Coronary guidewire-based sensor technologies are emerging as new diagnostic tools for the invasive assessment of coronary artery disease in the setting of acute coronary syndromes. An elevated index of microcirculatory resistance at the time of primary percutaneous coronary intervention predicts poor long-term outcomes.

Electrocardiogram monitoring should be continuous and acquired 60–90 min post reperfusion to asses for successful myocardial perfusion.

Plasma biomarkers: cardiac troponin is the most commonly used plasma biomarker with an elevated troponin at baseline shown to be an independent predictor of mortality. There are several other plasma biomarkers including C-reactive protein, N-terminal pro-brain natriuretic peptide, cardiac troponin T and I, glucose which may also have a role for risk stratification in STEMI.

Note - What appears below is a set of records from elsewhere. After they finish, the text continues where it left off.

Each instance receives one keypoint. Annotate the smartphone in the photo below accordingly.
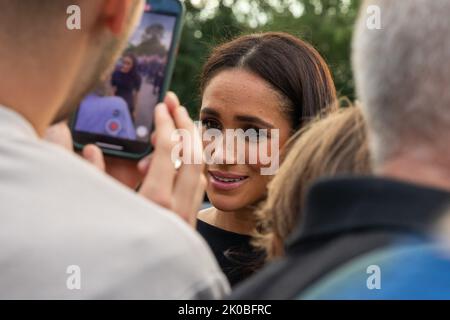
(118, 115)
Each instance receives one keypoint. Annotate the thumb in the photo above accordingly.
(94, 155)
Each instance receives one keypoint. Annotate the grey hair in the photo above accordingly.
(402, 75)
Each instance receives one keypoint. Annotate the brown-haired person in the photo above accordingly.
(351, 237)
(334, 145)
(259, 81)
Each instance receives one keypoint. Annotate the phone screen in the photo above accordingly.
(122, 107)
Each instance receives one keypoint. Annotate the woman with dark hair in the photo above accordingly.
(126, 81)
(260, 81)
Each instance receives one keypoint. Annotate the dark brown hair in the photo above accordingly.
(291, 66)
(334, 145)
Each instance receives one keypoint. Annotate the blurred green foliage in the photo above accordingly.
(327, 24)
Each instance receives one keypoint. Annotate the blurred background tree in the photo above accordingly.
(327, 24)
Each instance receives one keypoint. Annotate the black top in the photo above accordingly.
(344, 218)
(234, 253)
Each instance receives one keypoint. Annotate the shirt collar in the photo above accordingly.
(340, 205)
(13, 123)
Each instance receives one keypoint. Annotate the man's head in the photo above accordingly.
(403, 76)
(45, 68)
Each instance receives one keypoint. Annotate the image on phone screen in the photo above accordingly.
(122, 107)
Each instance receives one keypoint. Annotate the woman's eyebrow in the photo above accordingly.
(209, 111)
(255, 120)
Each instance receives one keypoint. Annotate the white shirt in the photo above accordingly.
(64, 224)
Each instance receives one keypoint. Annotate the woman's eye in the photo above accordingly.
(256, 133)
(211, 124)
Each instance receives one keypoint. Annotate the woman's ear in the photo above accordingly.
(115, 14)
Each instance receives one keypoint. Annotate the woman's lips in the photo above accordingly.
(226, 181)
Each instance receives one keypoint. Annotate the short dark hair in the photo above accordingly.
(291, 66)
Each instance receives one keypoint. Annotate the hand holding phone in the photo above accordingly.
(179, 190)
(118, 115)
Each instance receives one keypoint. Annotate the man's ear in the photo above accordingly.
(116, 13)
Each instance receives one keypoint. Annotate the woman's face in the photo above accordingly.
(237, 99)
(127, 64)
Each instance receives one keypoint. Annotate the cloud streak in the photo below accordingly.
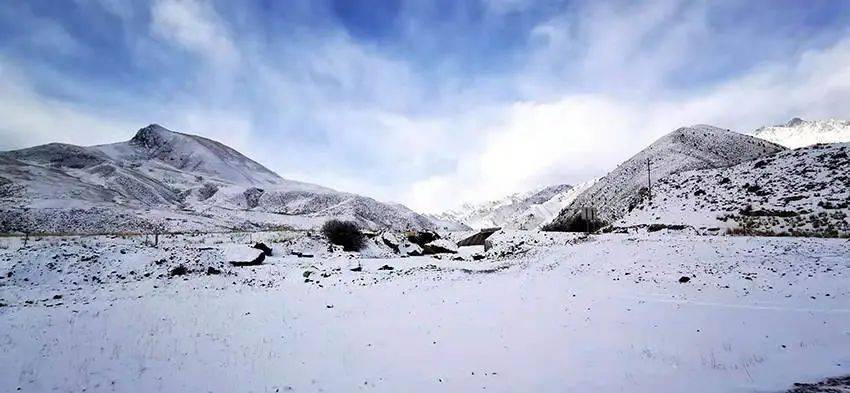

Scoring systems: there are several scoring systems in STEMI, allowing clinicians to estimate individual probability of unwanted outcomes. The Global Registry of Acute Coronary Events risk score provides the most accurate stratification of risk both on admission and at discharge due to its good discriminative power.

Echocardiography: echocardiography is a noninvasive tool and remains the main investigation choice in diagnosing complications of myocardial infarction. Evidence has shown that the use of echocardiography predischarge is valuable in risk stratification post STEMI. For example, left ventricular EF measured by echocardiography predischarge is a valid indicator of IS and has shown by multiple studies to be an established predictor of cardiac remodeling and adverse clinical outcome.

Cardiac MRI: cardiac MRI provides information on infarct pathology, as well as left ventricular function and volume, which together enables a comprehensive assessment of the heart, and its’ potential for recovery, after acute STEMI. Cardiac MRI can also detect infarct characteristics including myocardial hemorrhage, which is a complication of severe reperfusion injury in STEMI patients and is now emerging as an important prognostic marker.

Patients with acute STEMI are at risk of complications acutely and in the longer term. During emergency care, clinical judgement and immediately accessible tools, such as the ECG, chest x-ray and echocardiography, remain standard of care tests. For invasively managed patients, adjunctive functional tests including index of microvascular resistance and coronary flow reserve can provide complementary information to the angiogram. However, the extent of their full role in the diagnosis and prognosis remains to be validated.